I kept all my LPs and most anytime I was in lower Manhattan I’d go into J&R music and often picked up an LP but for years my predominant purchase format was cd 

zavato

@pkthesublime 

As vinyl ages the first thing to drop off is the bass

No, it does't, not if you take care of your records, keeping them and the stylus clean and tracking in the recommended VTF range, and replace the stylus when worn.

I've been collecting records for over 50 years (mostly classical and jazz), and my oldest records still sound excellent. Records don't wear out like that: maybe if you play them many hundreds or thousands of times, but the vast majority of record collectors don't play any one record that much. That's a corner case of use.

Then something was wrong with your setup. Vinyl LPs don’t lose bass response with normal use. I’ve never heard that claim before.

I was just listening to my copy of Alfred Brendel playing Schubert piano sonatas on the Philips label. That album is 40+ years old and I have played it many times over the years, as a favorite in my collection. It’s recorded really well and has great bass response. That has not diminished over the years. Nor has any other record in my collection of some 5000 LPs.

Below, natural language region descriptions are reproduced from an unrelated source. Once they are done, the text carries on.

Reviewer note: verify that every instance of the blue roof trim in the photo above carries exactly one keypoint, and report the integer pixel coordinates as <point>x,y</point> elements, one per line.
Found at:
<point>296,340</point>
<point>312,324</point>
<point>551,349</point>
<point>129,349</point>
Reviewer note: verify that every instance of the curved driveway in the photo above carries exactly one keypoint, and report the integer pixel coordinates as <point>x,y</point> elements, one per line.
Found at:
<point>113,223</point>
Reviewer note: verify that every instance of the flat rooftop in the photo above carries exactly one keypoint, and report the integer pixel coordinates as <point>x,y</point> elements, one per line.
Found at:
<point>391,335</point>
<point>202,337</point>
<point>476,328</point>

Yes, initially. I gave many away for about 6 months until I realized something was wrong with the music. It finally did all the things I'd hoped for (no noise, no pops, great bass) but I wasn't listening as much as I had been. It took quite a while until I realized where the problem was, I didn't want to believe it, so I didn't. A friend brought over a Philips player and we substituted it for my Kyocera and BANG the evidence was there on song #1 (Steppenwolf's Born to be Wild, hardly an audiophile recording). Lesson #1: Bits is not bits!